The husband is to lead in such a way that he loves sacrificially; the only crown he wears is—as C.S.Lewis put it—a crown of thorns. If the husband is to show Christ-like leadership and love, the wife is to exhibit the noble dignity of Christlike submission. This too is a costly but honourable way to walk. The pattern is all too easily distorted, but when it is lived out humbly and carefully, it has a beauty that cannot be found in male chauvinist tyrannies or in secular feminist so-called equalities.

9. There is forgiveness in Jesus for failures in romantic love.

Do not be deceived: the sexually immoral . . . will [not] inherit the kingdom of God. And such were some of you. But you were washed, you were sanctified, you were justified in the name of the Lord Jesus Christ and by the Spirit of our God. (1 Corinthians 6:9-11)

We are all failures. Whether in physical acts of sexual immorality (and sexual intimacy outside of the marriage of one man and one woman), or in our eyes (what we have chosen to see or how we have chosen to look lustfully), or in our fantasies and thoughts. Not one of us is pure in the eyes of God.

The sense of dirt that can cling to us, perhaps in our broken society more than ever, can be crippling for the joy of discipleship. We need to say to one another again and again what Paul says to the broken Corinthians: this is what you were, but you were washed . . . No sexual sin, and no other sin, is too bad for Jesus to wash clean!

10. There is hope in Jesus for all who are disappointed in romantic love.

I betrothed you to one husband, to present you as a pure virgin to Christ. (2 Corinthians 11:2)

. . . For the marriage of the Lamb has come, and his Bride has made herself ready . . . (Revelation 19:7)

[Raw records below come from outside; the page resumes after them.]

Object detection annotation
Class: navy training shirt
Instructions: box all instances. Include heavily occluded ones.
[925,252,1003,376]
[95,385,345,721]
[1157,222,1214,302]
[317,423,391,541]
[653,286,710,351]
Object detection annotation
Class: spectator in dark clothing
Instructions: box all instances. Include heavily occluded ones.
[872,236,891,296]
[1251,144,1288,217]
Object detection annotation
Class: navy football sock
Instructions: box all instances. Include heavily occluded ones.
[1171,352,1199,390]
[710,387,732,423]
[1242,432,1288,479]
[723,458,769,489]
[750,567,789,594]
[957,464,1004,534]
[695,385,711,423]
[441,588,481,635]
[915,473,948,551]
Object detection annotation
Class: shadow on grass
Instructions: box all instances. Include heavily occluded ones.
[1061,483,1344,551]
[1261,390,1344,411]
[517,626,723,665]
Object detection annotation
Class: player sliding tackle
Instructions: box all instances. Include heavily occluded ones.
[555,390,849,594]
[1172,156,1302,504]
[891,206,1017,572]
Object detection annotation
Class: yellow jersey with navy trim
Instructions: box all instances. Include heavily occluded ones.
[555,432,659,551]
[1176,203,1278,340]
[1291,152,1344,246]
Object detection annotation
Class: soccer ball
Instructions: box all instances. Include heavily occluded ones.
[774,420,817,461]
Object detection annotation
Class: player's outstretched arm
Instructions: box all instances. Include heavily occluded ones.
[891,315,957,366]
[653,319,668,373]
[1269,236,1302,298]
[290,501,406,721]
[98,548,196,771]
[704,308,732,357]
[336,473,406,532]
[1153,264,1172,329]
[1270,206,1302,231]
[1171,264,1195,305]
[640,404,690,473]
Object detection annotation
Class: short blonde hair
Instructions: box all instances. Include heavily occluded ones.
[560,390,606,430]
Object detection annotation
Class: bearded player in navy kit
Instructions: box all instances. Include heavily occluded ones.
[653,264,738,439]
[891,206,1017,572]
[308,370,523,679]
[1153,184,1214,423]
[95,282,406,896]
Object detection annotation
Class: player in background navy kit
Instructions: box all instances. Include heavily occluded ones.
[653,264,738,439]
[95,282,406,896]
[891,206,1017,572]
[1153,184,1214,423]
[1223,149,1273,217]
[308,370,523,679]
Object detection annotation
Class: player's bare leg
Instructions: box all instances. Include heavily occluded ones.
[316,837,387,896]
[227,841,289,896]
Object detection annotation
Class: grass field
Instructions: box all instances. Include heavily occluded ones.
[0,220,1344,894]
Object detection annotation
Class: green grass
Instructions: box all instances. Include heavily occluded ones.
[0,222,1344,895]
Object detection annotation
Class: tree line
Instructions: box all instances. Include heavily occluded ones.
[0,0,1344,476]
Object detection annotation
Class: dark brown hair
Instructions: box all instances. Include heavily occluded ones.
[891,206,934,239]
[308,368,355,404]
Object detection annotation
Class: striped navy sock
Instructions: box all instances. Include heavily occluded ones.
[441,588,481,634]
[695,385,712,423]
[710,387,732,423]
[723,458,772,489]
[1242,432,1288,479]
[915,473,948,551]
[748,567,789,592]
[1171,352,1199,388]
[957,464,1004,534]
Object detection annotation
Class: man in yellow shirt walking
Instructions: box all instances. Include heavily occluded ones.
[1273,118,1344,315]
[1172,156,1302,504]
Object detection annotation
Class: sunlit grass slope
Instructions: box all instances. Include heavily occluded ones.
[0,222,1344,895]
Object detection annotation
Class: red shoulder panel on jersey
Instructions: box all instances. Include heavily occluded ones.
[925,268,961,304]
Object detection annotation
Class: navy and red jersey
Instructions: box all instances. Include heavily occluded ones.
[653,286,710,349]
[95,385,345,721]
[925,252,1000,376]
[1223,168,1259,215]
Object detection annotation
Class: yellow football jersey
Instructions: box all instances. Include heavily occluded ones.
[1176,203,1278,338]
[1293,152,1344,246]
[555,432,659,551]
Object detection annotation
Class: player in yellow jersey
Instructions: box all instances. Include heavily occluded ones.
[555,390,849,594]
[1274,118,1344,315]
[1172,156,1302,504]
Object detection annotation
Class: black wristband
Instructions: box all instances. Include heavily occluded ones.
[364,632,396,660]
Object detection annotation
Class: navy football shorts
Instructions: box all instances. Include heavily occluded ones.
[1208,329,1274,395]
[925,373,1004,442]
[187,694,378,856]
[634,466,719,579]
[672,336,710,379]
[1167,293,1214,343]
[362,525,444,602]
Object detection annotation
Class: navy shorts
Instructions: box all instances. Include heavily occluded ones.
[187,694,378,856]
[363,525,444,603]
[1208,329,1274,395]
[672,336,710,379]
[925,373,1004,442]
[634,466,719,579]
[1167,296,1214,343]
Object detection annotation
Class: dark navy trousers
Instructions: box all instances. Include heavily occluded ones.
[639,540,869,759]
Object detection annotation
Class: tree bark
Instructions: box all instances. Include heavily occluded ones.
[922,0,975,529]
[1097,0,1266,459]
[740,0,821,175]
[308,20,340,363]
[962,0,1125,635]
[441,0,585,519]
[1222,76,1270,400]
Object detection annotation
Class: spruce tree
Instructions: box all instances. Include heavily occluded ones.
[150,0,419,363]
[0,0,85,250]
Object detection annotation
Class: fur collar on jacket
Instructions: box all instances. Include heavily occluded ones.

There is a wedding day ahead for every man and woman who belongs to the church of Jesus Christ. Whether you are unmarried, happily married, unhappily married, divorced, or widowed—whatever your circumstances—if you belong to Jesus, you have a wedding day to look forward to that will put every human wedding day in the shade!

On that day, the sexual delight and intimacy, the satisfaction, the release, the contentment, the romance, the companionship, and the joy of even the greatest human marriage will be gloriously transcended. Keep your eyes on that day!